幸せと仕合わせ バクマン。 エイ平
2011.12.12 Mon 22:51
「平丸先生にとって幸せってなんです?」
幼く愚直な子供はこてん、と首を傾ける。細身の身体。部屋に閉じこもっているせいか白い肌。僕と同じような彼が持つ、爛々と輝いている瞳だけが僕と大きく違っているところだった。そしてそれが、僕と彼を分ける最も確実で無慈悲な境界線。

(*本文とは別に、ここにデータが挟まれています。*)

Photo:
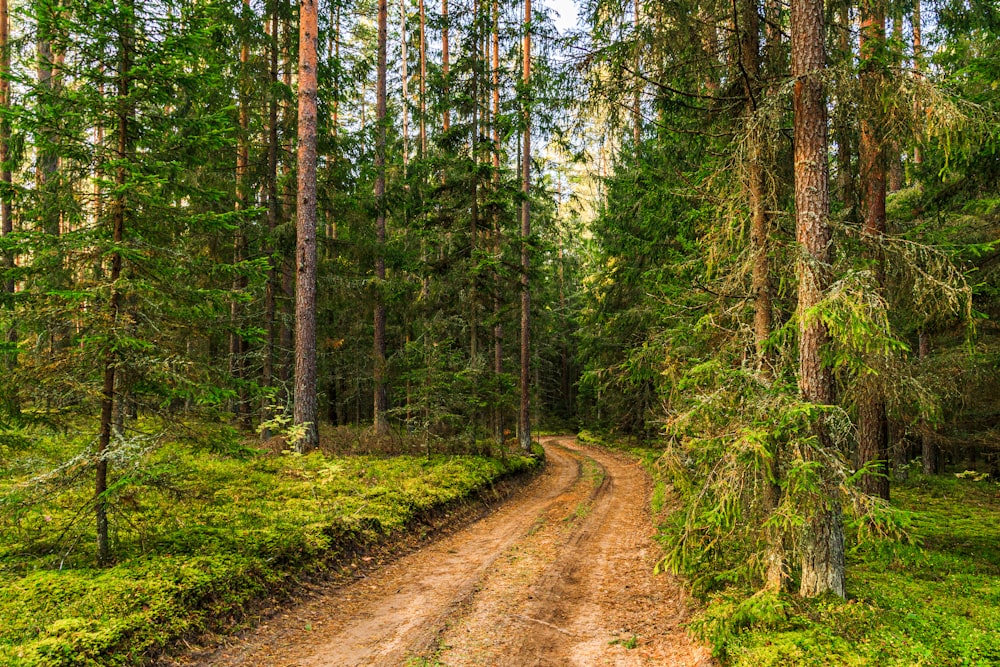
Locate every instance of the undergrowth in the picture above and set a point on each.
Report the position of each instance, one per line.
(199, 538)
(932, 599)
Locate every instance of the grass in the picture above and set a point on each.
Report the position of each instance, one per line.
(935, 602)
(199, 539)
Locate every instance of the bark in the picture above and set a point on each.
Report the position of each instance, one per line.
(524, 416)
(108, 397)
(286, 337)
(273, 212)
(305, 412)
(822, 540)
(381, 401)
(749, 28)
(237, 345)
(873, 429)
(842, 122)
(446, 121)
(474, 209)
(6, 217)
(896, 175)
(48, 159)
(929, 454)
(498, 420)
(636, 97)
(404, 77)
(918, 62)
(423, 81)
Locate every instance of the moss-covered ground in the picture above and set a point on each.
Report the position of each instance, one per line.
(931, 599)
(934, 601)
(199, 537)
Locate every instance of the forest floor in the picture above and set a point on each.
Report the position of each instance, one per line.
(561, 574)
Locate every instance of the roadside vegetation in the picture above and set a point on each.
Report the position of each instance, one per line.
(926, 596)
(202, 534)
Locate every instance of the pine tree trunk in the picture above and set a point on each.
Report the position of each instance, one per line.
(637, 93)
(498, 419)
(928, 450)
(918, 62)
(842, 119)
(286, 340)
(474, 209)
(403, 75)
(271, 185)
(423, 81)
(822, 540)
(6, 217)
(305, 413)
(108, 398)
(381, 401)
(48, 160)
(774, 556)
(896, 175)
(524, 415)
(873, 431)
(446, 120)
(237, 344)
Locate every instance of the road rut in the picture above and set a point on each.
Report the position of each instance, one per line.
(561, 574)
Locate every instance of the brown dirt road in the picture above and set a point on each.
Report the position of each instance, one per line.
(561, 574)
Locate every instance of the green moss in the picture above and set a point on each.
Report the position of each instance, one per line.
(198, 538)
(933, 602)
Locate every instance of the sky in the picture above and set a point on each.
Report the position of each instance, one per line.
(566, 10)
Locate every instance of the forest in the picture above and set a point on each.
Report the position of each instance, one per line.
(282, 282)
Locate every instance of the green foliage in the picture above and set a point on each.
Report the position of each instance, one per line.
(929, 601)
(199, 539)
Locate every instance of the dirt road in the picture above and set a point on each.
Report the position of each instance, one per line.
(561, 574)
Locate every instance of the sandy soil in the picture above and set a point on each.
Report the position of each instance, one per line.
(561, 574)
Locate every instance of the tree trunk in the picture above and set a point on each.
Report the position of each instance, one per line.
(305, 412)
(286, 353)
(474, 209)
(524, 421)
(403, 75)
(822, 540)
(873, 430)
(928, 450)
(381, 402)
(774, 556)
(637, 93)
(842, 119)
(124, 117)
(271, 185)
(446, 121)
(498, 420)
(237, 344)
(6, 219)
(48, 159)
(918, 63)
(896, 175)
(423, 81)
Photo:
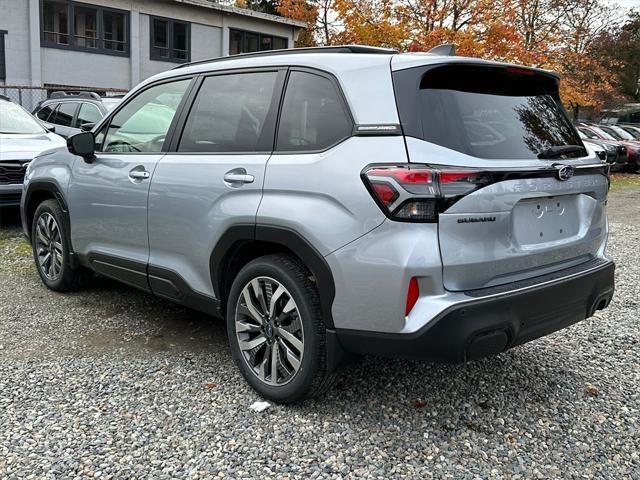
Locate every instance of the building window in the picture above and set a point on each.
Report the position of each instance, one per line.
(78, 26)
(170, 40)
(241, 41)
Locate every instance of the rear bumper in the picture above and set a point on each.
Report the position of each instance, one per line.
(486, 325)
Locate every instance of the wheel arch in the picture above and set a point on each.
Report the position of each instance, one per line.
(242, 243)
(37, 192)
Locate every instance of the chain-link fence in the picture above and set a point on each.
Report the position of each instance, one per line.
(29, 97)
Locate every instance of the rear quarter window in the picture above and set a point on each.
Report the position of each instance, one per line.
(314, 116)
(485, 112)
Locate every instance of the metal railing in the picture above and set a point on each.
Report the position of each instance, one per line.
(29, 97)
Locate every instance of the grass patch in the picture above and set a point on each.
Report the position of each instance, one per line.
(621, 181)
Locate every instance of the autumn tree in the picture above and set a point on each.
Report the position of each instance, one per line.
(319, 16)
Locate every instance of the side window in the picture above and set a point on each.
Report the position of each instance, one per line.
(313, 114)
(64, 114)
(44, 112)
(229, 114)
(142, 124)
(88, 113)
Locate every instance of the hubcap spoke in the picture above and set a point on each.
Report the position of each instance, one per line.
(274, 354)
(251, 344)
(292, 339)
(48, 246)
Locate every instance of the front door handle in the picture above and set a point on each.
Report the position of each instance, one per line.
(238, 176)
(139, 174)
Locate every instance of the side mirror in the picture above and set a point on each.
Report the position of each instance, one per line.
(82, 144)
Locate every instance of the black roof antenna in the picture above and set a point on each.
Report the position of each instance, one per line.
(446, 49)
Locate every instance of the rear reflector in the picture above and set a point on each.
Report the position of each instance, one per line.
(412, 295)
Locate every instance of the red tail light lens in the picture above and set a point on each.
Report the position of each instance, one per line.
(416, 193)
(413, 292)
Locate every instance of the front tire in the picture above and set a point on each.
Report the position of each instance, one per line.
(276, 332)
(51, 249)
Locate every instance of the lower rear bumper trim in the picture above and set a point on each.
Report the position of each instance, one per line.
(486, 326)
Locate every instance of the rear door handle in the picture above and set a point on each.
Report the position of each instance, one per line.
(238, 176)
(139, 174)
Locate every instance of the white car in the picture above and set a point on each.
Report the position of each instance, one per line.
(22, 137)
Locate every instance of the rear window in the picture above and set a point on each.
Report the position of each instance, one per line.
(486, 112)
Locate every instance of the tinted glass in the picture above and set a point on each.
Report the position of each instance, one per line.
(15, 119)
(142, 124)
(611, 132)
(229, 114)
(44, 112)
(64, 114)
(313, 114)
(88, 113)
(587, 133)
(495, 113)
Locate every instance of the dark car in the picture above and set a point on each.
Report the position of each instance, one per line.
(70, 111)
(604, 133)
(616, 154)
(631, 129)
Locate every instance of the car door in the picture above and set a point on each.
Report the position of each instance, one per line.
(108, 196)
(212, 177)
(87, 114)
(64, 117)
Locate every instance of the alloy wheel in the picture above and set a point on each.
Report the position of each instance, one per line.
(49, 246)
(269, 331)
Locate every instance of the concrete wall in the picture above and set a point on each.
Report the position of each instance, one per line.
(29, 64)
(14, 18)
(206, 42)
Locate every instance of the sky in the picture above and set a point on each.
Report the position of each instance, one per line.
(626, 4)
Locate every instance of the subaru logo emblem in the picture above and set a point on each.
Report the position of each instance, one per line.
(565, 172)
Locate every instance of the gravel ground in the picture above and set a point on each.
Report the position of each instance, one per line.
(113, 383)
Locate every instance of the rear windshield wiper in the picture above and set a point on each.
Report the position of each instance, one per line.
(554, 152)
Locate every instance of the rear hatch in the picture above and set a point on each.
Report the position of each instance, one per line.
(520, 196)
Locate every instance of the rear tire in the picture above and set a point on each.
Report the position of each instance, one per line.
(274, 319)
(51, 249)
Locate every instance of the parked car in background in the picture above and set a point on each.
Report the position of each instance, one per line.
(619, 133)
(332, 199)
(22, 137)
(603, 133)
(632, 129)
(615, 154)
(70, 111)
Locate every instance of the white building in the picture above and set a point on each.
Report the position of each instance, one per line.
(118, 43)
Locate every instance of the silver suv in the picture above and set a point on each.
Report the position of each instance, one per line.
(333, 201)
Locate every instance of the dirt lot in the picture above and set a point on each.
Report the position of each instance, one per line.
(112, 383)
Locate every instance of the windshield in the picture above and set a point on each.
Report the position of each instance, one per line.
(111, 103)
(493, 112)
(616, 135)
(622, 132)
(603, 134)
(15, 119)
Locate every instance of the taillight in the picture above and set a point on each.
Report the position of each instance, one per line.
(417, 193)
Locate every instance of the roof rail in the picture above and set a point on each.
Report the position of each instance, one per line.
(446, 49)
(293, 51)
(62, 94)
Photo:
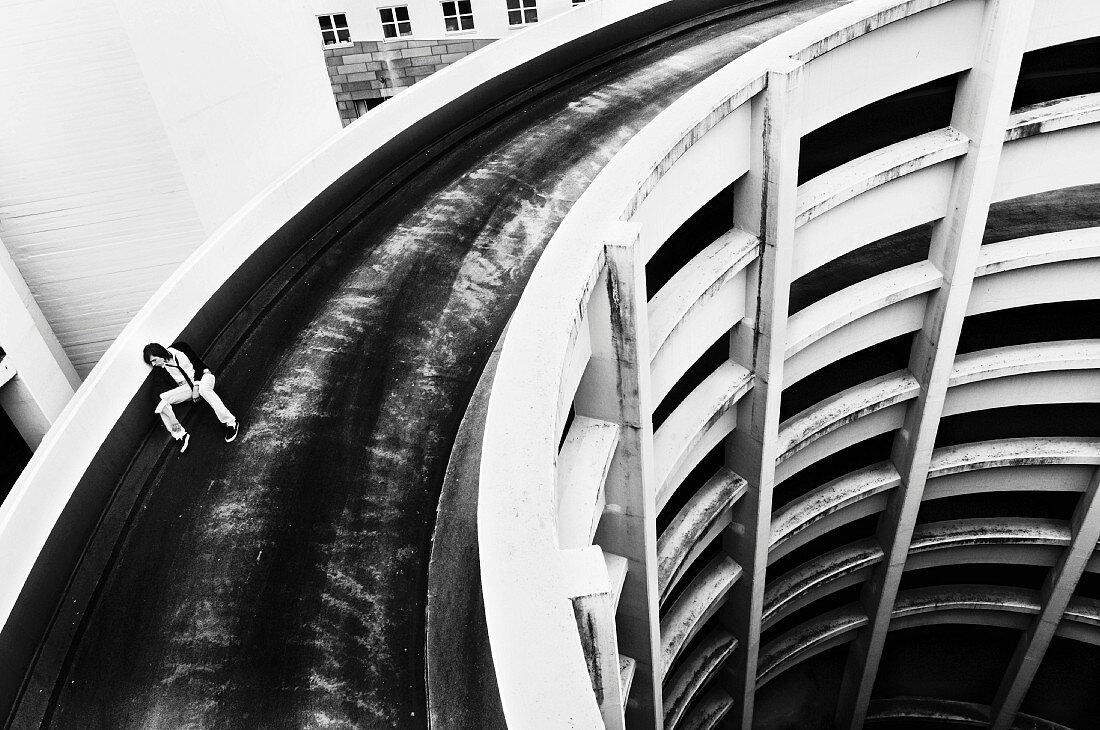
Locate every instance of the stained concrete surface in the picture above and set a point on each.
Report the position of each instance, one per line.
(279, 582)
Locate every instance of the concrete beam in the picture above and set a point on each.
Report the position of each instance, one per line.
(1057, 590)
(43, 378)
(982, 103)
(765, 203)
(616, 388)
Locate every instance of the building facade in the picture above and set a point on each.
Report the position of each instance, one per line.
(374, 51)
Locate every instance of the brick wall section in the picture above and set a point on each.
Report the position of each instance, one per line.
(370, 69)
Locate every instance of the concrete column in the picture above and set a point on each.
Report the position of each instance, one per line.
(765, 206)
(595, 622)
(982, 102)
(42, 378)
(1057, 590)
(615, 388)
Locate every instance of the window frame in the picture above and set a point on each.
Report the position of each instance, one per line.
(527, 11)
(395, 22)
(458, 17)
(334, 29)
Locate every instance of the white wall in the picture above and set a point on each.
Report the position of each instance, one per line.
(132, 131)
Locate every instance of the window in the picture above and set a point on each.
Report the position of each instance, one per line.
(395, 21)
(521, 12)
(334, 29)
(458, 15)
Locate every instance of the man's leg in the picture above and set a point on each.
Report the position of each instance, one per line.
(169, 398)
(206, 389)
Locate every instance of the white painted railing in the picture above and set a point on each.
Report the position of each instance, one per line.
(392, 132)
(697, 147)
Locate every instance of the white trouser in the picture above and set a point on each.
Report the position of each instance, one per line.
(182, 395)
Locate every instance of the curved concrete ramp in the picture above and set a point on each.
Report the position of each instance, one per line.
(281, 581)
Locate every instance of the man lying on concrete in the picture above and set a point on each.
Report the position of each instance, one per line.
(194, 380)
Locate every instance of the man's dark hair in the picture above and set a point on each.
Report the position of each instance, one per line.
(155, 350)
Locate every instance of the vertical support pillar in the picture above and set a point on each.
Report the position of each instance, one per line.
(44, 378)
(616, 388)
(982, 103)
(763, 205)
(1057, 590)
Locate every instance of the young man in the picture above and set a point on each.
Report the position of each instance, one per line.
(194, 380)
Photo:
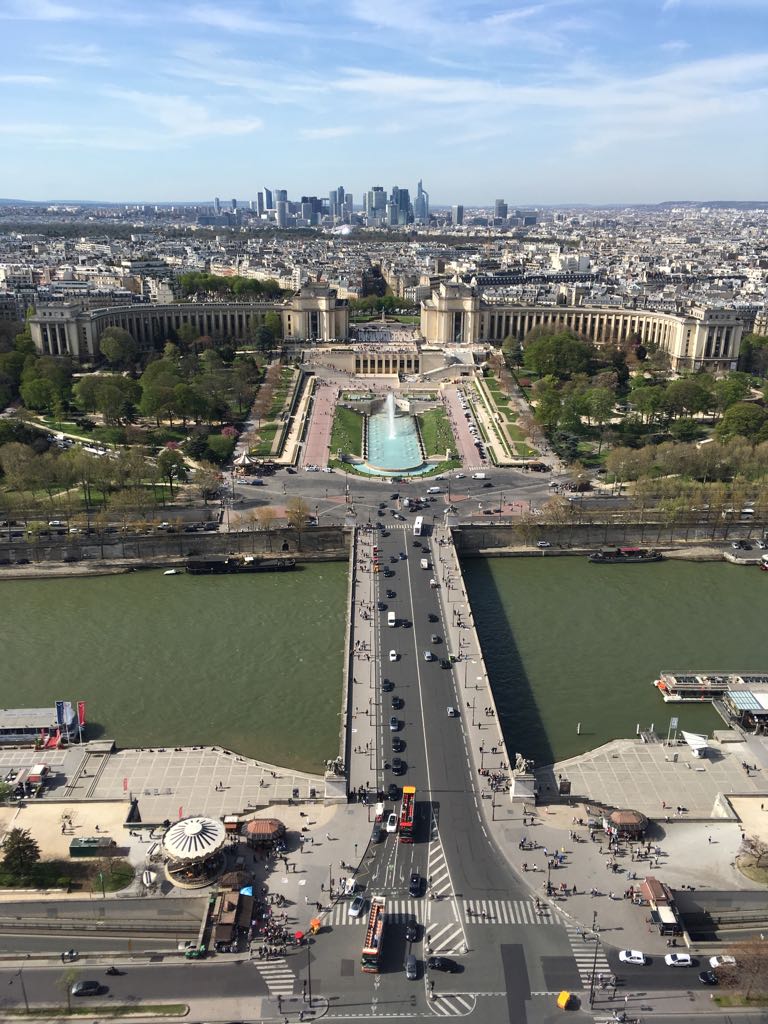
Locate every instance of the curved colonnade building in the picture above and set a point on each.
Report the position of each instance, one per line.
(455, 315)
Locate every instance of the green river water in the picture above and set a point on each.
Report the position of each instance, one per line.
(254, 663)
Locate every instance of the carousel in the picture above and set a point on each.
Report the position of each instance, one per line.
(194, 851)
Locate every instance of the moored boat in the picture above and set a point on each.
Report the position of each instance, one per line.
(611, 556)
(239, 563)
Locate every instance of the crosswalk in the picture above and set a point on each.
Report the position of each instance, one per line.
(453, 1004)
(505, 911)
(584, 954)
(276, 975)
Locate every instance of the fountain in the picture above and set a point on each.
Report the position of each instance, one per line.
(393, 443)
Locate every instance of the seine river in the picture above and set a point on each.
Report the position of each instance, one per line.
(251, 663)
(567, 642)
(254, 663)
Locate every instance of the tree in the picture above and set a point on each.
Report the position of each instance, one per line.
(742, 419)
(19, 852)
(118, 346)
(560, 354)
(171, 467)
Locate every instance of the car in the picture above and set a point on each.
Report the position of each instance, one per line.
(412, 968)
(678, 960)
(86, 988)
(356, 906)
(442, 964)
(716, 962)
(633, 956)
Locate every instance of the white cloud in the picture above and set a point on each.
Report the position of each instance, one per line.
(320, 133)
(27, 80)
(41, 10)
(181, 118)
(85, 54)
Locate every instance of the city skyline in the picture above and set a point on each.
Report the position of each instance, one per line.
(548, 102)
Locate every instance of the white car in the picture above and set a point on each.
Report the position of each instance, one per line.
(356, 906)
(678, 960)
(633, 956)
(716, 962)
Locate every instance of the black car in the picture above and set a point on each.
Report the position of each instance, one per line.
(442, 964)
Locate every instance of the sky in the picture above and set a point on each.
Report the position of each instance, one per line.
(537, 101)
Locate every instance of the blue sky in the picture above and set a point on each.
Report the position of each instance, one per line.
(532, 100)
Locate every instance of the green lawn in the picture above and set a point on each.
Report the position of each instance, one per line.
(436, 432)
(347, 431)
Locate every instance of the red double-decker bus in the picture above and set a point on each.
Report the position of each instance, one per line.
(408, 814)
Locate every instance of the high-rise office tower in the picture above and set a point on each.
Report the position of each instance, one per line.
(421, 205)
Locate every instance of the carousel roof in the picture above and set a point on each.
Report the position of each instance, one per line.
(194, 839)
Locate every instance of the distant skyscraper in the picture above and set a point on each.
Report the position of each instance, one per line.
(421, 205)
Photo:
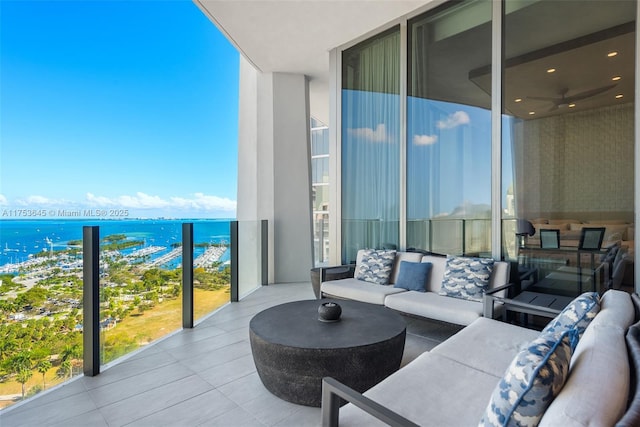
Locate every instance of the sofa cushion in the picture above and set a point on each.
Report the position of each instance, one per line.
(632, 416)
(413, 275)
(466, 277)
(576, 315)
(375, 266)
(534, 377)
(595, 393)
(359, 290)
(438, 307)
(403, 256)
(494, 345)
(430, 391)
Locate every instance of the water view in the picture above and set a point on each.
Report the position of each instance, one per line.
(140, 268)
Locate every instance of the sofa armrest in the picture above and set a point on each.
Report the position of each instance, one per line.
(333, 391)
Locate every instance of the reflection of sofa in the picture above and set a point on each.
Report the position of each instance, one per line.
(618, 241)
(453, 384)
(425, 302)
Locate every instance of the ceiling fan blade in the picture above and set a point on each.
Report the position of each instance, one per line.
(588, 93)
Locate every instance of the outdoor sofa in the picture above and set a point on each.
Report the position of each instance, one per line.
(449, 289)
(495, 373)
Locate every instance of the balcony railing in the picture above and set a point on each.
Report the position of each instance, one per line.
(119, 293)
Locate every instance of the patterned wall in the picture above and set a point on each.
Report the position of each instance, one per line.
(576, 164)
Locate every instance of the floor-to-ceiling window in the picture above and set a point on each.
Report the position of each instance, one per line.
(371, 144)
(567, 129)
(568, 120)
(449, 131)
(320, 191)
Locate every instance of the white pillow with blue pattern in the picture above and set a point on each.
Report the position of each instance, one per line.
(375, 266)
(576, 315)
(534, 378)
(466, 277)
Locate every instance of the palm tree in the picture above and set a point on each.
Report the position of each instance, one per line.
(23, 376)
(43, 366)
(64, 369)
(71, 353)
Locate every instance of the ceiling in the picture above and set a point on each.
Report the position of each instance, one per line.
(296, 37)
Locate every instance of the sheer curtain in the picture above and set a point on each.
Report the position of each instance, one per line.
(371, 144)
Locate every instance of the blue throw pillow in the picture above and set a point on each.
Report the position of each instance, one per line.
(375, 266)
(466, 277)
(534, 378)
(576, 315)
(413, 276)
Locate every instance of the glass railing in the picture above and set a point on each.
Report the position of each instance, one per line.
(251, 238)
(140, 285)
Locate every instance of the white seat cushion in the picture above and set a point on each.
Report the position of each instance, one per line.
(494, 345)
(359, 290)
(430, 391)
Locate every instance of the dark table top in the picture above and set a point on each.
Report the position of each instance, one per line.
(296, 324)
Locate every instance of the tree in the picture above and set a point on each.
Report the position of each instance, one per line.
(70, 354)
(23, 376)
(64, 369)
(43, 367)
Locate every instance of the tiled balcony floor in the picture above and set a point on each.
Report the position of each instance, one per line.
(203, 376)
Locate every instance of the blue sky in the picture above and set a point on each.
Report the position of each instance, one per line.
(123, 105)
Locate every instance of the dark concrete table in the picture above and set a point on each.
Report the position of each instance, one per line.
(293, 350)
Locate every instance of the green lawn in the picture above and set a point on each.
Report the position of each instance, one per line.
(137, 329)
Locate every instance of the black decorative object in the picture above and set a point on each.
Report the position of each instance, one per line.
(293, 350)
(329, 312)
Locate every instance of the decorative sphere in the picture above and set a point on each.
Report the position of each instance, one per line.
(329, 312)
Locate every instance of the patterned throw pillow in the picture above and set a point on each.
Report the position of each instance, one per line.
(534, 378)
(375, 266)
(577, 315)
(466, 278)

「僕はマンガが書けて亜城木先生と戦えて平丸先生を愛して平丸先生に愛されて平丸先生とセックスできたらそれが幸せですケド」
僕は間を保つために紫煙を彼の顔に吹きかけようかと思ったが止めた。さすがに僕もそこまで落ちぶれてはいない。
幸せ。単語としては至極単純明快なそれを詳しく説明できる人間なんてこの世には存在しないだろう。
「お金と愛と時間があったら幸せだ」
思ったことを素直に口に出してみると、彼は、そうですか、と一人頷き、そして笑った。
「僕の机の上から二つ目の引き出しに預金通帳が入っています」
それは知っている。前、好奇心から引っ張り出してあまりの桁数に悲鳴を上げかけたから。
「で、平丸先生には僕に会いに来る時間があります」
兼マンガから逃げるための時間な。
「そして、」
勿体ぶったように笑う彼が次に口にすることなど手に取るように分かっている。だから君は幼く愚直だというんだ。
……でも、まぁ。
「愛は、今からいっぱいあげますよ」
そんな彼に流されてしまうことが別段嫌とも思わない辺り僕はどうやら彼と同じような生き物らしい。
則ち、自分が幸せなら自分が愛している人も幸せであるという持論を馬鹿みたいに信じていること。
僕と、僕の向こう側を見つめる瞳がまたギラリと光った。
―――――
週を跨ぐであろう平丸さん祭りに動揺したので。本っ当に吉田氏は平丸さんのことが大好きですよね!